Deliamber saw them first. The little Vroon made a clucking sound and touched Valentine’s hand. "See them? Let’s hope Sleet doesn’t."

"Which ones?" Valentine asked.

"By the railing. Standing alone, looking uneasy. They wear their natural form."

Valentine stared. There were five of them, perhaps a male and a female adult and three younger ones. They were slender, angular, long-legged beings, the older ones taller than he, with a frail, insubstantial look to them. Their skins were sallow, almost green in hue. Their faces approached the human pattern in construction, except that their cheekbones were sharp as blades, their lips were almost nonexistent and their noses were reduced to mere bumps, and their eyes, set on angles that sloped inward toward the center, were tapered and without pupils. Valentine was unable to decide whether these Metamorphs bore themselves with arrogance or with timidity: certainly they must regard themselves as in hostile territory aboard this riverboat, these natives of the ancient race, these descendants of those who had possessed Majipoor before the coming of the first Earthborn settlers fourteen thousand years ago. He could not take his eyes from them.

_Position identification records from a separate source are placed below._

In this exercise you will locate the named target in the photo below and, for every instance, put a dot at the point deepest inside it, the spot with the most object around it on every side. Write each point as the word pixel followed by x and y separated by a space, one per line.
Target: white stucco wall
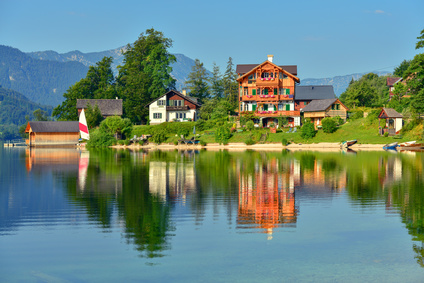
pixel 155 108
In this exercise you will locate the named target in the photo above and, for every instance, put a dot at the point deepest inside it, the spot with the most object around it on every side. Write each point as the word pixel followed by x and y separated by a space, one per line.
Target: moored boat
pixel 391 145
pixel 347 144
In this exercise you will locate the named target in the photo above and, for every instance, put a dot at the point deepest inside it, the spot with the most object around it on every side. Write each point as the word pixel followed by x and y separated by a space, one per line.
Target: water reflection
pixel 265 190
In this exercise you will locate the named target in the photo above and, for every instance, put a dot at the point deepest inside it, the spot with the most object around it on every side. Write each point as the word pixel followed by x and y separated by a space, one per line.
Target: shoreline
pixel 266 146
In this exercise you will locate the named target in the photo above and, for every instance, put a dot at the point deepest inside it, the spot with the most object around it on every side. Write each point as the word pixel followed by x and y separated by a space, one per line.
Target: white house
pixel 173 106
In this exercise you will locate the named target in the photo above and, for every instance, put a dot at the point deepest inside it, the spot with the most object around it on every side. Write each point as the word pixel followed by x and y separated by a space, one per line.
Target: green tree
pixel 400 70
pixel 230 84
pixel 93 115
pixel 145 73
pixel 329 125
pixel 420 43
pixel 197 82
pixel 360 93
pixel 308 130
pixel 98 84
pixel 116 126
pixel 40 115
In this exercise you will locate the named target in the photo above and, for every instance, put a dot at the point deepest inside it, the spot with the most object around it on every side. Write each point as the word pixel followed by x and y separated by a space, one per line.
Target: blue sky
pixel 323 38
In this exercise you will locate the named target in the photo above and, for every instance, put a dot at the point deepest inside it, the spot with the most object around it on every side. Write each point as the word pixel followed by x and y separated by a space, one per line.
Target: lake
pixel 210 216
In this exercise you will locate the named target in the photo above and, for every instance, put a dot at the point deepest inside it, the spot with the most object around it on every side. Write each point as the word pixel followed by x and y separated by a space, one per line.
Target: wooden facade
pixel 49 133
pixel 268 91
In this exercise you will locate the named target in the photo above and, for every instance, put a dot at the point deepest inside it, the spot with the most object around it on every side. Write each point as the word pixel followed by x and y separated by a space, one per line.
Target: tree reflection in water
pixel 260 187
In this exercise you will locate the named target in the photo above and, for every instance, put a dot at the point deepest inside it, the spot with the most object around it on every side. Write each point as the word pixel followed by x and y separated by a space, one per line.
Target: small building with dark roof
pixel 305 94
pixel 173 106
pixel 52 133
pixel 393 121
pixel 108 107
pixel 317 110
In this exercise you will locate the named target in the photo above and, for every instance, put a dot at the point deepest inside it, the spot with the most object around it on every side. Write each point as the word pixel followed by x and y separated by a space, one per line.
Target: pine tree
pixel 145 73
pixel 217 87
pixel 230 84
pixel 197 82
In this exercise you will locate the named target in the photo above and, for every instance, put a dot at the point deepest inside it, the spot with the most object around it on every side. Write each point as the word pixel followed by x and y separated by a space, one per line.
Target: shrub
pixel 308 131
pixel 249 141
pixel 250 125
pixel 329 125
pixel 158 137
pixel 100 138
pixel 357 115
pixel 222 134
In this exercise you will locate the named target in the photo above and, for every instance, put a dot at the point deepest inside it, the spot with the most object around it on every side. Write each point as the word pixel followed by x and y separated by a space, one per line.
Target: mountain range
pixel 44 76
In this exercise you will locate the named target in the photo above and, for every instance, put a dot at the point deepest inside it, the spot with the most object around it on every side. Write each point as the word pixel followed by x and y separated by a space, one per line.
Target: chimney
pixel 270 58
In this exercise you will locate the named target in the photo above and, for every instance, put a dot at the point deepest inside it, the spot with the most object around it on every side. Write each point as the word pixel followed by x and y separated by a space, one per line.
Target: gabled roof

"How is the changing of shape accomplished?" he asked.

"Their bones are not joined like those of most races," answered Deliamber. "Under muscular pressure they will move and take up new patterns. Also they have mimicry cells in their skins, that allow them to alter color and texture, and there are other adaptations. An adult can transform itself almost instantaneously."

"And what purpose does this serve?"

"Who can say? Most likely the Metamorphs ask what purpose there was in creating races in this universe that are unable to shift shape. It must have some value to them."